The Fault in the Facts: Am I safe in my doorway during an earthquake?
ANCHORAGE, Alaska (KTUU) - Alaskans are no strangers to earthquakes. They happen beneath us every day, whether we know it or not.
Alaska’s News Source has recently started a new segment called The Fault in The Facts to talk about the truth and history of mother nature and explain her natural hazards.
A FAULT OR A FACT?
There are many misconceptions of what to do when an earthquake strikes.
Some people say to stand in a doorway. In school, students are taught to get under their desks. And some people use the triangle of safety by getting next to something. But which of these are the fault in the facts? And which one is actually a fact?
Michael West with the Alaska Earthquake Center explained the right thing to do.
“I think you’ll find pretty universal agreement amongst all agencies and all advocacy groups involved with earthquakes that our three-part drop, cover and hold guidance actually makes a lot of sense,” West said.
He said people should “drop” and get to the floor when they feel shaking.
“Because earthquakes can create very violent motions, at one point or another you may end up on the floor anyway, might as well start there,” West said. “‘Cover,’ which is get something over your head. A table is the most common thing but there you could certainly have other creative solutions, and the third part, ‘hold,’ that’s hold on.”
Alaska gets minor and major earthquakes. West said it’s best to drop, cover and hold for any size of quake.
“If we go back in our history, some of our largest earthquakes actually start out with very modest shaking,” he said.
It’s common for magnitude eight and nine earthquakes to start with minor tremors.
“When earthquake shaking begins, you probably are not going to know where it’s headed, and I would say, even for relatively minor shakes, I would act. I would drop, cover and hold. I do,” West said.
But in some cases, there won’t be something to get under, like at a grocery store. West said the key is for people to assess their environment and move quickly from things that look hazardous.
“This isn’t rocket science,” he said.
“There’s no desk to jump under in a grocery store, but if I’m in the aisles where there are things stacked high around me, yeah, I’m going to get away from that,” he said. “Use your judgment. Use your intuition.”

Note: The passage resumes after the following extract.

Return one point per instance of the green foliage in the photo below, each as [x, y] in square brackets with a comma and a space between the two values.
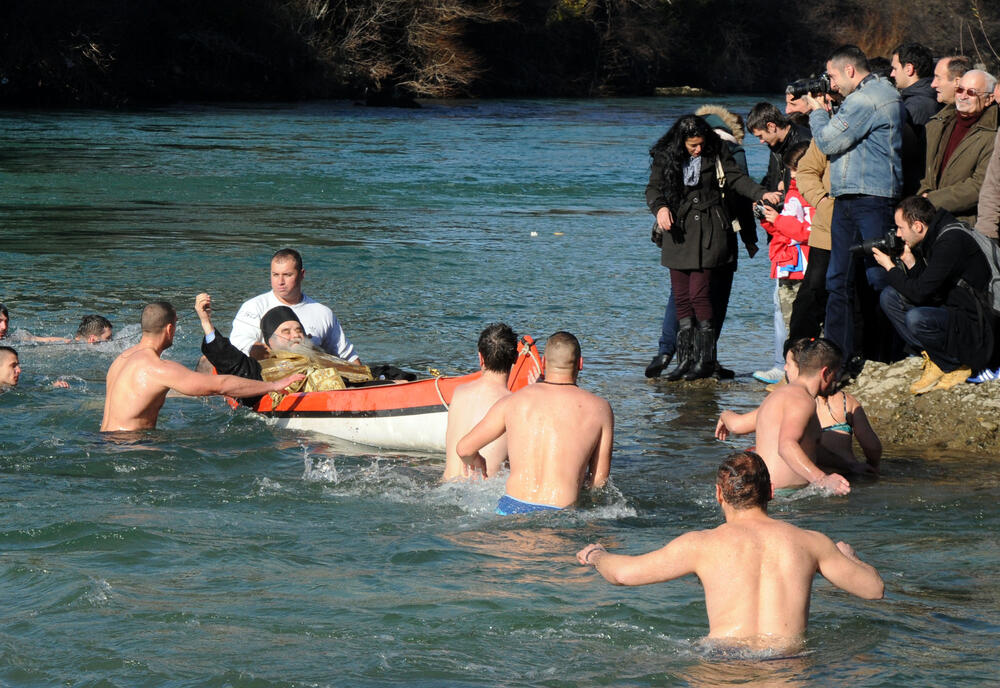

West said sometimes when he is in a new space, he scans the area in the same way someone might to look for fire exit routes.
“It’s not a crazy idea to look around and say, ‘Huh? Where would I go in earthquake? Oh, I’m going to go there. Got it,’” West said. “And then I move on.”
“I think there’s bad advice for earthquakes,” he said. “…There’s better advice.”
West said running outside during a quake could also be bad advice.
“Intuitively, that seems like a logical, a good reaction for us,” West said. “But there’s a number of reasons why that can be a problem.”
He also said standing in a doorway during a quake can be dangerous. The side-to-side motion can lead to broken bones and smashed fingers.
And he said it’s a misconception that doorways are sturdier; many doors in homes are not in a structural wall and don’t offer that security.